You can also see durations of the previous runs when viewing an individual check:
![Log of received pings with durations](IMG_URL/details_durations.png)
![Log of received pings with durations](IMG_URL/details_durations.png)
## Specifying Run IDs
Wen several instances of the same job can run concurrenlty, the calculated run times
can come out wrong, as SITE_NAME cannot reliably determine which success event
corresponds to which start event. To work around this problem, the client can
optionally specify a run ID in the `rid` query parameter of any ping URL. When a
success event specifies the `rid` parameter, SITE_NAME will look for a
start event with a matching `rid` value when calculating the execution time.
The run IDs must be in a specific format: they must be UUID values in the canonical
textual representation (example: `728b3763-ea80-4113-9fc0-f49b3adf226a`, note no
curly braces, and no uppercase characters).
The client is free to pick run ID values randomly or use a deterministic process
to generate them.
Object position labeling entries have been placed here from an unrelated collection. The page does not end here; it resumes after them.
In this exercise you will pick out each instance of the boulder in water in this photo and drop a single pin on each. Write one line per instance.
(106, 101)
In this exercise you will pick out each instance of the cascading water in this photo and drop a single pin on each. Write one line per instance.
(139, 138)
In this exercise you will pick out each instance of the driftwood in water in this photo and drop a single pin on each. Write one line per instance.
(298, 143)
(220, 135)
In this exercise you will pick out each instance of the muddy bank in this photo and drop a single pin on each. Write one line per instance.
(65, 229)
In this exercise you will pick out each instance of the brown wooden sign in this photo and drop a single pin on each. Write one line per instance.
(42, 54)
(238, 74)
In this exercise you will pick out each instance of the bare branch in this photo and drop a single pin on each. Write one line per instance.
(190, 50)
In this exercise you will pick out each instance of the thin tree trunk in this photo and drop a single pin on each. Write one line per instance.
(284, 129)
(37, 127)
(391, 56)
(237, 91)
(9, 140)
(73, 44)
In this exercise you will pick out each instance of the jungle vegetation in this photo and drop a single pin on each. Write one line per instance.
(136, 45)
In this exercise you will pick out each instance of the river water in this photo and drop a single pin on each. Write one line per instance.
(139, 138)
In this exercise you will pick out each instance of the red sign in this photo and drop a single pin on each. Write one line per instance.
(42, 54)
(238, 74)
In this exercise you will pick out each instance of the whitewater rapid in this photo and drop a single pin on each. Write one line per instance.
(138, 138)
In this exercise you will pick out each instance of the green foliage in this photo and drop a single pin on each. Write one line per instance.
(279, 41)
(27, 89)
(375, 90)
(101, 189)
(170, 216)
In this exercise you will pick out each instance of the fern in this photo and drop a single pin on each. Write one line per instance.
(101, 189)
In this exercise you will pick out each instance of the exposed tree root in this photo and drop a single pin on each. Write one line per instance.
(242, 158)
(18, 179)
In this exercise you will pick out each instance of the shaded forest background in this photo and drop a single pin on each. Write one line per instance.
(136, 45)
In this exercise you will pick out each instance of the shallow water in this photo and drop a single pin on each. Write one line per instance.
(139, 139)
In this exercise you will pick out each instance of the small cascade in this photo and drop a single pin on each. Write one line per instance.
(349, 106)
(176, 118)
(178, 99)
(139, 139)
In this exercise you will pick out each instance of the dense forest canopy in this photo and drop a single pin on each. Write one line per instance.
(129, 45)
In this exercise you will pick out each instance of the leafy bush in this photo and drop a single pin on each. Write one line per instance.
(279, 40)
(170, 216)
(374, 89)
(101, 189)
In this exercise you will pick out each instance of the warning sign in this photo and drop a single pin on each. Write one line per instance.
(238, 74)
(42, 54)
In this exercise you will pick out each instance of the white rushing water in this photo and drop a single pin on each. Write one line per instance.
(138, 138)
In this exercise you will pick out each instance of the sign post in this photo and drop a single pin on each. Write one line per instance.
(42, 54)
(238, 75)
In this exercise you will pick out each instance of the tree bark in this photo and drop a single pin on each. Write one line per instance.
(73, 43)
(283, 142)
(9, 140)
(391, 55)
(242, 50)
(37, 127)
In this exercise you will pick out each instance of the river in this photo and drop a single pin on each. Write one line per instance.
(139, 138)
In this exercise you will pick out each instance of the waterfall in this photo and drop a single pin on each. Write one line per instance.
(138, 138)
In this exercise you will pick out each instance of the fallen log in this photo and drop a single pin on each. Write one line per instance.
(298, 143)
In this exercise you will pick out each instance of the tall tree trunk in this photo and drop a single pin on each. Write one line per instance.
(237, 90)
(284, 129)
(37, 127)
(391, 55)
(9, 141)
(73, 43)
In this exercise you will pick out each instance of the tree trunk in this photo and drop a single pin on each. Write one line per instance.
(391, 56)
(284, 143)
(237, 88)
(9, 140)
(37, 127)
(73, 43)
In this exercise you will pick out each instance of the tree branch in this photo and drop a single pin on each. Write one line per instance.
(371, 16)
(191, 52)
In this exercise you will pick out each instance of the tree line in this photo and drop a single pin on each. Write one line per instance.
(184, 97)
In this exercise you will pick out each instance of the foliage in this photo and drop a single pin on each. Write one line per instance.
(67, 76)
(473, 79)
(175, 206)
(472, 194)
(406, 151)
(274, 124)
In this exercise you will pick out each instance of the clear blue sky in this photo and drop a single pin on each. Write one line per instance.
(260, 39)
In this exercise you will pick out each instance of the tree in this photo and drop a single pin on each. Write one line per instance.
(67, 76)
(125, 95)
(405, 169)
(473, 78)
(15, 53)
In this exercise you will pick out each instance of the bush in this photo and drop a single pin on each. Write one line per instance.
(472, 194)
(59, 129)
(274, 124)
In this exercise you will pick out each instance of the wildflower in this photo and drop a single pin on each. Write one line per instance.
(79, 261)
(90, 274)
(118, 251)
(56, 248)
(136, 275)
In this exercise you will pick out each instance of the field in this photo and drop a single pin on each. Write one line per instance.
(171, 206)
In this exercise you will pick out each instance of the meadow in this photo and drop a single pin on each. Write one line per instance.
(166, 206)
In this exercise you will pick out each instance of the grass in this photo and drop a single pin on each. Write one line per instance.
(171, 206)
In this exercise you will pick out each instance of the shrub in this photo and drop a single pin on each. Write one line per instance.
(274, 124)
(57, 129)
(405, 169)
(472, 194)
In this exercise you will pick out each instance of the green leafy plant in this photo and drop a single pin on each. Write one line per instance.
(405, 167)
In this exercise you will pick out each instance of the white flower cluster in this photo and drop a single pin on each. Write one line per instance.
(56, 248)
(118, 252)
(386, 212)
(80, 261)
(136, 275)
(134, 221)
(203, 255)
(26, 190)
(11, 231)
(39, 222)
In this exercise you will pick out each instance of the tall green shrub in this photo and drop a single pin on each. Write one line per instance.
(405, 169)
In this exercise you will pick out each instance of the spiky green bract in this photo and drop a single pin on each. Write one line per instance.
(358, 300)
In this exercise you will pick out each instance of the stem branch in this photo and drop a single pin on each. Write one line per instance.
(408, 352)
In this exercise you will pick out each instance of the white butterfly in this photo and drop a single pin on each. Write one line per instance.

The only thing that matters is that the start and the success
pings of a single job execution use the same run ID value.
Below is an example shell script which generates the run ID using `uuidgen` and
makes HTTP requests using curl:
```bash
#!/bin/sh
RID=`uuidgen`
# send a start ping, specify rid parameter:
curl -fsS -m 10 --retry 5 PING_URL/start?rid=$RID
# ... FIXME: run the job here ...
# send the success ping, use same rid parameter:
curl -fsS -m 10 --retry 5 PING_URL?rid=$RID
```
If client specifies run IDs, SITE_NAME will display them in the "Events"
section in a shortened form:
![Log of received pings with run IDs and durations](IMG_URL/run_ids.png)
Also note how the execution times are available for both "success" events. If the
run IDs were not used in this example, the event #4 would not show an execution time
since it is not preceded by a "start" event.
## Alerting Logic When Using Run IDs
If a job sends a "start" signal, but then does not send a "success"
signal within its configured grace time, SITE_NAME will assume the job
has failed and notify you. However, when using Run IDs, there is an important
caveat: SITE_NAME **will not monitor the execution times of all
concurrent job runs**, it will only monitor the execution time of the
most recently started run.
To illustrate, let's assume the grace time of 1 minute, and look at the above example
again. The event #4 ran for 6 minutes 39 seconds and so overshot the time budget
of 1 minute. But SITE_NAME generated no alerts because **the most recently started
run completed within the time limit** (it took 37 seconds, which is less than 1 minute).